Treating the Brain or Body: Which is Best for Patients With Pain?

Widespread Pain Increases Risk of Insomnia
Widespread Pain Increases Risk of Insomnia
While treatments for pain often target either the brain or the body, data show treatments often benefit both.

LAS VEGAS—Available pain treatments target the body, brain, or more commonly both, and matching treatments to pain mechanisms will improve outcomes for patients with pain, according to a presentation at PAINWeek 2016. 

Roger B. Fillingim, PhD, a distinguished professor at the University of Florida (UF) College of Dentistry and director of the UF Pain Research and Intervention Center of Excellence, noted that, while pain conditions are not typically thought of as “peripheral or central,” phenotyping each patient and having an idea of what specifically is being targeted, peripheral or central pain, can facilitate treatment choices. 

Dr Fillingim explained there are numerous pain medications available — according to one website, 537 in all — that fall under various headings, including anesthetics, antidepressants, opioids, and others. Procedural options for addressing pain are also numerous, ranging from surgery, to physical modalities such as light therapy and massage, to psychological interventions like biofeedback, to alternative therapies such as acupuncture. All of these interventions have varying success, which is often dependent upon the patient. 

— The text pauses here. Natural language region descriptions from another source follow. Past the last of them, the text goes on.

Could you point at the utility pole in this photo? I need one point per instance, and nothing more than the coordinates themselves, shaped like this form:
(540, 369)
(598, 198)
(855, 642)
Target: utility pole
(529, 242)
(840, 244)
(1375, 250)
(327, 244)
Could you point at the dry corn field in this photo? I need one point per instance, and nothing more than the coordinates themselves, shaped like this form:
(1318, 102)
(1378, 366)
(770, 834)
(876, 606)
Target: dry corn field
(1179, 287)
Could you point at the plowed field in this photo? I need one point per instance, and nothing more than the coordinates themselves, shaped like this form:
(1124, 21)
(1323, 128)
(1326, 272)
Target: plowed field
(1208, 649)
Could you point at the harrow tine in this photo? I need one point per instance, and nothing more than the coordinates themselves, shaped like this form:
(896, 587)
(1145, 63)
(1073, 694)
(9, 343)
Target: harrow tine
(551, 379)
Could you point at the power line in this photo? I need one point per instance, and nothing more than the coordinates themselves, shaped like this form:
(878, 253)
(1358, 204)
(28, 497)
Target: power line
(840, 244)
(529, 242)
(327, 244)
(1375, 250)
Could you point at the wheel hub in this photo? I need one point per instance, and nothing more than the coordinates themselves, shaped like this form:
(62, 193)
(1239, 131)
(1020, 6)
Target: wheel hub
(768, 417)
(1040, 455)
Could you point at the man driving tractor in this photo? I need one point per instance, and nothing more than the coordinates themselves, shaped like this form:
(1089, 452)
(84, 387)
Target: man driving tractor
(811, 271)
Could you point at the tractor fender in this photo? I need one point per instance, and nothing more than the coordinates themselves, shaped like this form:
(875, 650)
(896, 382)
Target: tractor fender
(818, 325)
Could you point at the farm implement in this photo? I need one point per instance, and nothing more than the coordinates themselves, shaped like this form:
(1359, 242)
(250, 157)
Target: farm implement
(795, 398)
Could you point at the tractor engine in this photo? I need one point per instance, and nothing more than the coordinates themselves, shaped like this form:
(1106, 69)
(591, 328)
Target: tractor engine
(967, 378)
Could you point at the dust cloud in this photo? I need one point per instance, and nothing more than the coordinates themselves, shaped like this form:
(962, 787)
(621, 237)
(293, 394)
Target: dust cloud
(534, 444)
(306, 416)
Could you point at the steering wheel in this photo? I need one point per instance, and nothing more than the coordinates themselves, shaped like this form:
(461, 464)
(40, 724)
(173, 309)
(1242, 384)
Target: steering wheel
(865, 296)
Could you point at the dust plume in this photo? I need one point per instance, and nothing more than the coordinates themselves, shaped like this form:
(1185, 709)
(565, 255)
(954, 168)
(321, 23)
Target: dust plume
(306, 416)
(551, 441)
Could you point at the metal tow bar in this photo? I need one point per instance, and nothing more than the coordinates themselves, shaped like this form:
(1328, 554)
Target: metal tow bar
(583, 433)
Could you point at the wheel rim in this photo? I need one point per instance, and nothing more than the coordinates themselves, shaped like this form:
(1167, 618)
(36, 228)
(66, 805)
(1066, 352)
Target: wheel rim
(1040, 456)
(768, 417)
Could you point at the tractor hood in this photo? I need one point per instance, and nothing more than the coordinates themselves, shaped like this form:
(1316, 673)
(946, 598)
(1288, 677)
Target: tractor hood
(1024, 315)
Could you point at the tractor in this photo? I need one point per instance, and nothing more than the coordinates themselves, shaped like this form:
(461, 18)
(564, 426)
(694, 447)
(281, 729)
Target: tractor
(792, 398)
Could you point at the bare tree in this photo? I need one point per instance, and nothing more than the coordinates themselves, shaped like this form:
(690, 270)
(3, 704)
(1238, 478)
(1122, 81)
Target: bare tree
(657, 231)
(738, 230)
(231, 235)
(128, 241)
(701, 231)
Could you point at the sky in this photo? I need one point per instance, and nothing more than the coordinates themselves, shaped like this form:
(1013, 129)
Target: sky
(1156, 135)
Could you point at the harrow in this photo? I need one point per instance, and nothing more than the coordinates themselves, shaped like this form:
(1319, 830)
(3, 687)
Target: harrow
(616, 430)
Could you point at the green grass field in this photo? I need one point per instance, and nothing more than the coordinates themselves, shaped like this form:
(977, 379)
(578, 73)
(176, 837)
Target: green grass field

As an example of how patients cope with pain and interventions differently, Dr Fillingim described a study that he and his colleagues conducted that looked at patients who were tested by dropping their hands into ice cold water after they had been subjected to rising heat. “Before and after we asked them to stick their other hand in ice cold water. For some patients, there was a relief response, but that only happened for our low distress group. All of the other psychological profiles failed to show a pain inhibitory response.” For this reason other factors, including psychological profiles, should be considered when deciding upon treatment approaches, he noted.

Studies have also demonstrated that procedural interventions can have a direct impact on the brain. Dr Fillingim described a study by Gwilym and associates that examined data on 16 patients who had underwent hip arthroplasty.2 In that study, the researchers concluded that “gray matter volume decreases within the left thalamus in the presence of chronic pain and disability in patients with hip ostearthritis. The results also show that these thalamic volume changes reverse after hip arthroplasty and are associated with decreased pain and increased function.”

“So did this treatment target the body or the brain?” Dr Fillingim asked the audience. “Inevitably, what we do is we end up treating both.”

References

1. Fillingim RB. The brain or the body: what is the target for pain treatment? Presented at: PAINWeek 2016. Las Vegas, NV; September 6-10, 2016.

2. Gwilym SE, Filippini N, Douaud G, et al. Thalamic atrophy associated with painful osteoarthritis of the hip is reversible after arthroplasty: A longitudinal voxel-based morphometric study. Arthritis Rheumatol. 2010;doi: 10.1002/art.27585.